Homophobic lawmakers will now have another reason to rethink legislation, apart from human decency, as new research suggests anti-LGBT+ legislation harms countries’ economic prospects.
The report, ‘The Economic Cost of Homophobia’ by the Peter Tatchell Foundation, focuses on a number of consequences.
While the report doesn’t gloss over the human rights abuses, which hundreds of LGBT+ citizens have to face daily, it shifts the focus to prove that homophobic legislation is in fact detrimental to economic development.
Homophobic harassment and intolerance leads to lost productivity in the workplace and severely damages mental and physical health.
LGBT+ people moving to more gay-friendly countries leads to a brain drain that directly damages the social and economic vitality of their home countries. Outlawing homosexuality leads to many highly educated LGBT+ people emigrating, and the negative impact on tax receipts and innovation through deterring inward aid and investment.

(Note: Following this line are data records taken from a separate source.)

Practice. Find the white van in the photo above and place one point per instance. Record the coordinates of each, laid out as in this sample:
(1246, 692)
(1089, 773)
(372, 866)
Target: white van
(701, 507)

Homophobic countries are less likely to attract foreign aid and investment. They also potentially lose billions in tourism revenue by driving away LGBT+ people and allies, who less likely to go to such countries.
The report argues that besides the social and economic drawbacks for individual LGBT+ people, homophobic laws directly obstruct the wider economic development and long-term prosperity of a nation.